Somos cercados e acompanhados por situações banais, simples, cotidianas. E de tão simples e ordinárias que não damos a menor atenção a elas. São coisas e detalhes percebidos apenas quando nos perturbam, quando se tornam obstáculos na lida diária, nas atividades programadas, no horário apertado, no afazeres do dia a dia, no movimento que segue etapas previstas.
O imprevisto atrapalha, pois precisamos de segurança, gostaríamos, inclusive, de poder prever acontecimentos, como não podemos, nos angustiamos. E, mesmo assim, prosseguimos.
Parar e observar, fazer parte de algo comum, ordinário, e ali se deter por algum momento, e deixar que o tempo, que a presença dele faça com que nos voltemos para o comum, para o banal. "Como eu não havia visto isso antes?" O espanto, a surpresa, a admiração quando o olhar se detém naquela paisagem, naquele rosto, naquele gesto.

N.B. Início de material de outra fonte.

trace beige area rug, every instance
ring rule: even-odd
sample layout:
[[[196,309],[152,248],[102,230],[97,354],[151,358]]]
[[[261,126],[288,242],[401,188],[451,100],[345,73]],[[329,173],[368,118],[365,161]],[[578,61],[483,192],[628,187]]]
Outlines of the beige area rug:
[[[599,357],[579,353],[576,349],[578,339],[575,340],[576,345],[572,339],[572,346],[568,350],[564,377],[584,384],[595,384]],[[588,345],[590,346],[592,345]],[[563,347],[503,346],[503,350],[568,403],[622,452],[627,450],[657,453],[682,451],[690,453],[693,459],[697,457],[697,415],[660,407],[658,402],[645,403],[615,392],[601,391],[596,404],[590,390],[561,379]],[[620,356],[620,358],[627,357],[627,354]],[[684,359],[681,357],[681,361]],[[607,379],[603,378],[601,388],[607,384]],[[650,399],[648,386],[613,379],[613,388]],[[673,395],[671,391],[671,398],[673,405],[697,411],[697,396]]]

São os meios simples e ordinários que nos levam ao extraordinário. O rio flui, leva, a correnteza esconde o leito, a profundidade é apenas adivinhada. Acompanhamos a superfície, o extraordinário é entender o caminho dele, a fluidez, e levar a metáfora da passagem do rio para o movimento de todos os seres. "Tudo flui, aos que entram nos mesmos rios, outras e outras águas afluem" (Heráclito).
A semente, a terra, o broto, a árvore, o fruto, o ordinário que se transforma em extraordinário, eis que no fruto há de novo semente. Essas reflexões se perdem no ato de comprar, no ato de comer. Seria preciso recuperá-las no ato de usufruir.
A natureza, tão simples, vira coisa a ser medida, disputada, esmiuçada do alto, alvo de políticas conservacionistas, de protesto de ambientalistas, esgarçada e explorada.
Para o filósofo, que busca pensamentos que estão em paz (Wittgenstein), basta abrigar o inusitado, o extraordinário que é isso ser assim nos momentos absolutamente banais, nos quais há ser, e junto aos seres o sentimento, a sensação de enxergar o extraordinário no ordinário, poder ver e existir nestes momentos, próprios, únicos.
A arte com seus múltiplos meios e facetas realiza isso, transforma o ordinário em extraordinário. A paisagem banal se reconfigura por meio da imagem capturada.